Un parcours hors norme entre écriture, notes et refus des étagères
Né à Douala au Cameroun et disparu le vingt-huit mai 2001, Francis Bebey demeure l’une des figures intellectuelles et artistiques les plus incandescentes et insaisissables de la seconde moitié du vingtième siècle. Refusant obstinément de choisir entre les disciplines, cet esprit touche-à-tout s’est imposé tour à tour comme romancier couronné par le Grand Prix littéraire d’Afrique noire (Le Fils d’Agatha Moudio), journaliste, grand voyageur pour le compte de l’Unesco — armé de son fidèle magnétophone Nagra pour archiver les patrimoines sonores du continent —, et musicien d’avant-garde.

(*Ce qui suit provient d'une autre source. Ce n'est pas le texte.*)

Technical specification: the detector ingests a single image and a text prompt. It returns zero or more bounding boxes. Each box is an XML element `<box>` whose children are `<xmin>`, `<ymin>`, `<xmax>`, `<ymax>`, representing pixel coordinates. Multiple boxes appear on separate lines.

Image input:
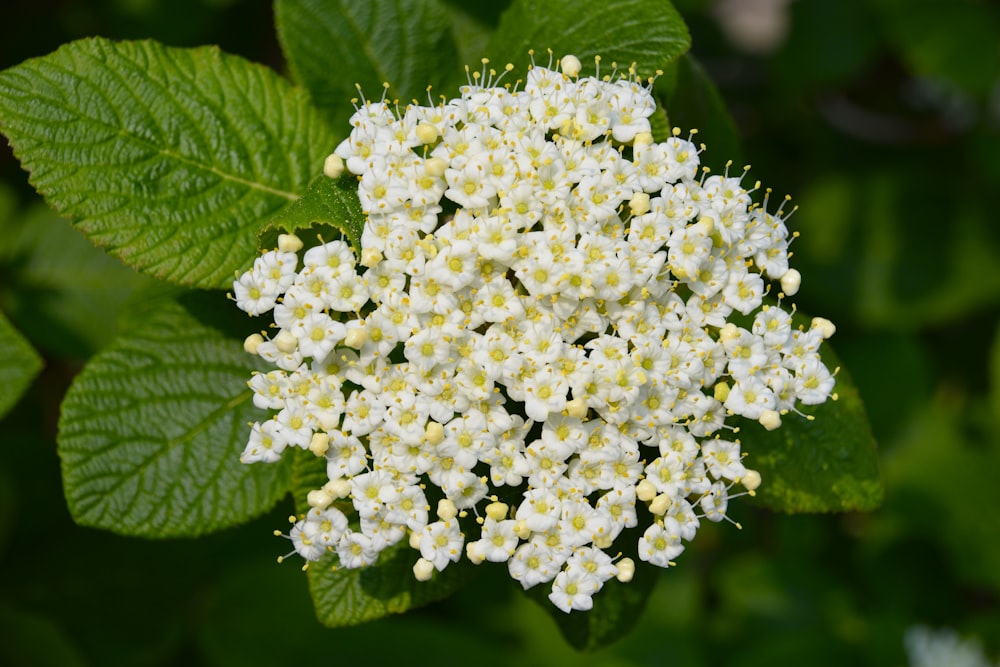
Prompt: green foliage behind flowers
<box><xmin>0</xmin><ymin>0</ymin><xmax>877</xmax><ymax>645</ymax></box>
<box><xmin>0</xmin><ymin>2</ymin><xmax>997</xmax><ymax>665</ymax></box>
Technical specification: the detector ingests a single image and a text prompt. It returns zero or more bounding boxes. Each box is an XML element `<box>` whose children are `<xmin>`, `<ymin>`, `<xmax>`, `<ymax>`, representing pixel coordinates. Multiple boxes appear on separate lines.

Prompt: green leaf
<box><xmin>488</xmin><ymin>0</ymin><xmax>691</xmax><ymax>76</ymax></box>
<box><xmin>308</xmin><ymin>542</ymin><xmax>476</xmax><ymax>628</ymax></box>
<box><xmin>656</xmin><ymin>54</ymin><xmax>743</xmax><ymax>172</ymax></box>
<box><xmin>259</xmin><ymin>174</ymin><xmax>365</xmax><ymax>252</ymax></box>
<box><xmin>0</xmin><ymin>312</ymin><xmax>42</xmax><ymax>417</ymax></box>
<box><xmin>58</xmin><ymin>294</ymin><xmax>290</xmax><ymax>537</ymax></box>
<box><xmin>274</xmin><ymin>0</ymin><xmax>464</xmax><ymax>135</ymax></box>
<box><xmin>0</xmin><ymin>39</ymin><xmax>334</xmax><ymax>287</ymax></box>
<box><xmin>739</xmin><ymin>344</ymin><xmax>882</xmax><ymax>512</ymax></box>
<box><xmin>0</xmin><ymin>200</ymin><xmax>153</xmax><ymax>359</ymax></box>
<box><xmin>292</xmin><ymin>452</ymin><xmax>475</xmax><ymax>628</ymax></box>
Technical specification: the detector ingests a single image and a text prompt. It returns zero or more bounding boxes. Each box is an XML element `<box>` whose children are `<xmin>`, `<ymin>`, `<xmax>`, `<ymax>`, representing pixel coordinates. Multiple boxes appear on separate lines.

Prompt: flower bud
<box><xmin>559</xmin><ymin>54</ymin><xmax>583</xmax><ymax>79</ymax></box>
<box><xmin>274</xmin><ymin>329</ymin><xmax>299</xmax><ymax>354</ymax></box>
<box><xmin>243</xmin><ymin>334</ymin><xmax>264</xmax><ymax>354</ymax></box>
<box><xmin>278</xmin><ymin>234</ymin><xmax>302</xmax><ymax>252</ymax></box>
<box><xmin>615</xmin><ymin>558</ymin><xmax>635</xmax><ymax>584</ymax></box>
<box><xmin>757</xmin><ymin>410</ymin><xmax>781</xmax><ymax>431</ymax></box>
<box><xmin>323</xmin><ymin>153</ymin><xmax>344</xmax><ymax>178</ymax></box>
<box><xmin>438</xmin><ymin>498</ymin><xmax>458</xmax><ymax>521</ymax></box>
<box><xmin>812</xmin><ymin>317</ymin><xmax>837</xmax><ymax>339</ymax></box>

Loin des chapelles et des assignations identitaires, il a bâti une œuvre protéiforme où la rigueur académique le dispute à une liberté formelle absolue, faisant de sa trajectoire un pont permanent entre les traditions orales africaines et la modernité occidentale.
L’invention d’une guitare classique africaine et la révolution instrumentale
Le geste musical de Francis Bebey puise sa sève dans une enfance singulière, marquée par l’autorité d’un père pasteur qui lui enjoignait de bouder les musiciens de rue pour ne vénérer que Bach ou Beethoven. C’est pourtant en cachette qu’il absorbe la sève populaire, avant de révolutionner l’approche de la guitare classique. Comme le soulignait son fils Patrick Bebey, il invente une technique où les cordes résonnent comme des crécelles tandis que le corps de l’instrument devient une caisse de résonance percussive, donnant naissance à une « guitare classique africaine » totalement inédite.
Dès son premier album entièrement instrumental, Concert pour un vieux masque (1968), il fait dialoguer la poésie de Léopold Sédar Senghor et la prose de Mongo Beti à travers les seules vibrations de ses cordes. Plus tard, avec African Sanza (1982) ou l’ultime fresque spirituelle de Lambaréné Schweitzer (1993), il explore les potentialités des pianos à pouces et des flûtes pygmées, refusant la simple muséification folklorique pour concevoir des œuvres expérimentales, visionnaires et résolument contemporaines.
De l’indépendance artistique à la causticité satirique
Au-delà de sa virtuosité instrumentale, Francis Bebey fut un pionnier de l’autonomie de production. Échaudé par le non-versement des droits de son tube Idiba au Cameroun, il choisit dès les années soixante-dix de s’affranchir des majors et des circuits traditionnels. Dans son studio personnel en France, il superpose les pistes sonores à l’aide d’un magnétophone quatre pistes, maniant l’orgue électronique et la boîte à rythmes avec une audace qui inspirera plus tard les producteurs de musiques électroniques.
Cette liberté de ton irrigue également ses incursions dans la satire sociale, à l’instar de l’album La Condition masculine (1975). Récompensé par la Sacem, ce projet brocardait avec un humour caustique les résistances patriarcales à l’heure de l’émancipation des femmes, n’hésitant pas à interpeller directement les dirigeants politiques de l’époque. Membre du Haut Conseil de la francophonie nommé par François Mitterrand, intellectuel libre et voyageur infatigable, Francis Bebey restera cet artiste total qui aura traversé les frontières esthétiques sans jamais demander la permission.